Sometimes I take some fun to also purge all packages ( yes, all
of them: go to root entry of aptitude and then press '_' ) to add
them back one by one in the preview, marking all packages I do
not remove as automatically installed ( so that they'll go away
when there will be no reason to keep them ). It's nice to see
that Debian still install some tools which are not really needed
when you uncheck everything at install time.

Be careful, that way to install a computer is the best one to
install broken systems :) but I'll bet that you know that ( it's
more a disclaimer for people who could fall on that mail )


AMEN to last paragraph. But those broken systems can be educational.
I'm a newbie whose learning style is very hands on, with a laptop
devoted ONLY to experimenting with installs. Yesterday's education was
titled "How small can a NEWBIE make a working XFCE system?".

Your post, among others, encouraged me to try leaving "basic tools"
unchecked.
I followed with "apt-get --no-install-recommends lightdm xfce4". On
reboot I got a blinking cursor. ONLY a blinking cursor - couldn't
discover a way to do anything. Got to a terminal, purged lightdm and
xfce4 and reinstalled.

You should try to not install display managers, and then starting your XFCE installation with startx, on a TTY. Without recommended packages, you should have a working DE like this ( only used GDM and XDM IIRC, but using none since many months now). Also, since I also started on XFCE I think I can say that without too much errors, you could have some fun installing XFCE's packages one by one, instead of relying on the meta-packages. The first time I did this was to remove orage, since I had no use for it and it was a dependency, where I would have loved it to be a simple recommendation.

And, purging them will not remove all packages they might have installed through recommendations, since those recommendations are often shared with other tools you have. Purging stuff only removes configuration files in /etc after ( or not after, I do not know nor mind ) having removed the software, nothing more, nothing less.

The lesson learned? That whether or not something is a dependency is
in eyes of beholder. LOL

I apologize, but I have no idea about what does means "eye of the beholder".

Beneficial side effect - guided reading of the
description/recommends/suggests fields of packages.

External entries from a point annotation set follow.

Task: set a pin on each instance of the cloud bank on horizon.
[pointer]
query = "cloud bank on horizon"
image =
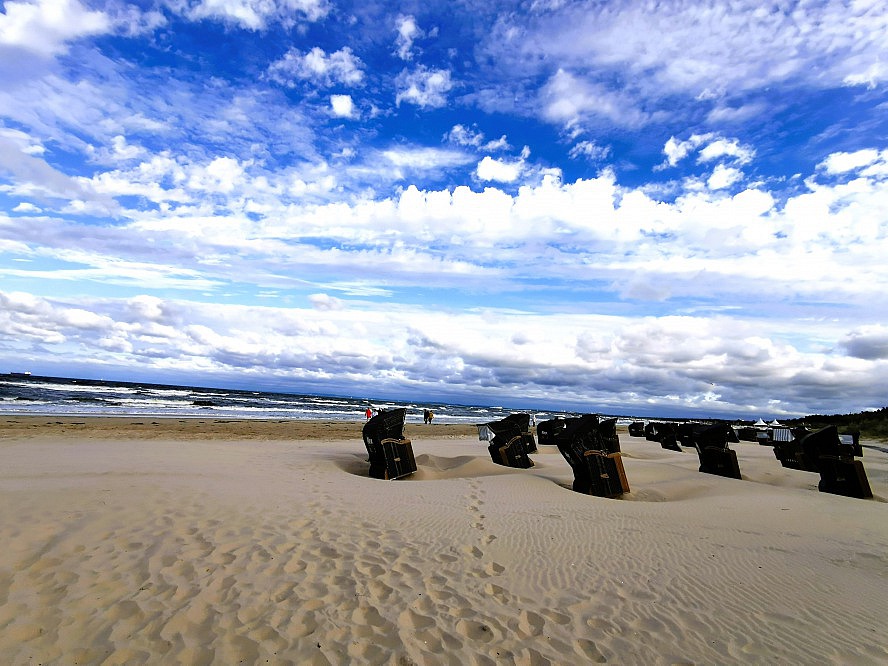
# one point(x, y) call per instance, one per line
point(623, 207)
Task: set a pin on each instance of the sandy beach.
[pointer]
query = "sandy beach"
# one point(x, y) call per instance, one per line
point(145, 541)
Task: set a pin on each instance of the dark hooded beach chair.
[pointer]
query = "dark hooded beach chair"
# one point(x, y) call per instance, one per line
point(608, 430)
point(636, 429)
point(507, 443)
point(597, 470)
point(833, 456)
point(716, 457)
point(391, 455)
point(787, 443)
point(664, 433)
point(523, 423)
point(546, 431)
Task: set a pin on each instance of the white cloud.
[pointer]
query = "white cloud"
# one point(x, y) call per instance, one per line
point(424, 87)
point(637, 363)
point(408, 31)
point(424, 158)
point(325, 302)
point(668, 48)
point(45, 27)
point(713, 148)
point(341, 66)
point(589, 150)
point(256, 14)
point(721, 148)
point(569, 99)
point(723, 177)
point(465, 136)
point(838, 163)
point(342, 106)
point(499, 170)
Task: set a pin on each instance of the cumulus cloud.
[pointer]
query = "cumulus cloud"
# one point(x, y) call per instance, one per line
point(46, 27)
point(723, 177)
point(317, 66)
point(569, 99)
point(499, 170)
point(713, 147)
point(407, 32)
point(839, 163)
point(669, 48)
point(465, 136)
point(342, 106)
point(471, 136)
point(589, 150)
point(684, 361)
point(256, 14)
point(424, 87)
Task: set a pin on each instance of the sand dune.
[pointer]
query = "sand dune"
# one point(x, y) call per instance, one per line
point(161, 551)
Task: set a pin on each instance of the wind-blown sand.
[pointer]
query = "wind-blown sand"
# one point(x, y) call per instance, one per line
point(163, 543)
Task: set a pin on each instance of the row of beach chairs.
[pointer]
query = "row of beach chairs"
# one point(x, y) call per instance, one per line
point(591, 447)
point(826, 451)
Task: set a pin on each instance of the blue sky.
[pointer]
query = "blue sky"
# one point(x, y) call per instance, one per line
point(673, 208)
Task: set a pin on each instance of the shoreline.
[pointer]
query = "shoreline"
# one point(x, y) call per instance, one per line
point(209, 428)
point(141, 543)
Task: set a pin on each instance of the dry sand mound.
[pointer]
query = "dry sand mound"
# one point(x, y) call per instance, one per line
point(285, 552)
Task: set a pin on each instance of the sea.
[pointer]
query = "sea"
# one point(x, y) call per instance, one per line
point(24, 394)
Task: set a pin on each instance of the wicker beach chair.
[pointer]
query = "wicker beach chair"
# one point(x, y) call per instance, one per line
point(508, 443)
point(597, 471)
point(833, 456)
point(636, 429)
point(665, 434)
point(716, 457)
point(523, 422)
point(390, 454)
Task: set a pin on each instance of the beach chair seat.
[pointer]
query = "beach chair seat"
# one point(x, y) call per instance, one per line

To know what a program can do, reading them is truly very useful.
But sometimes, it is interesting to use the reverse of that feature: reading packages which are in need of a target, for example, Qt, Gtk, python... in order to purge your system of technologies you do not want for a reason or another. Doing this with perl is especially fun, same for all "mandatory" packages. You won't become a sysadmin like that, but you might learn what is really useful or not.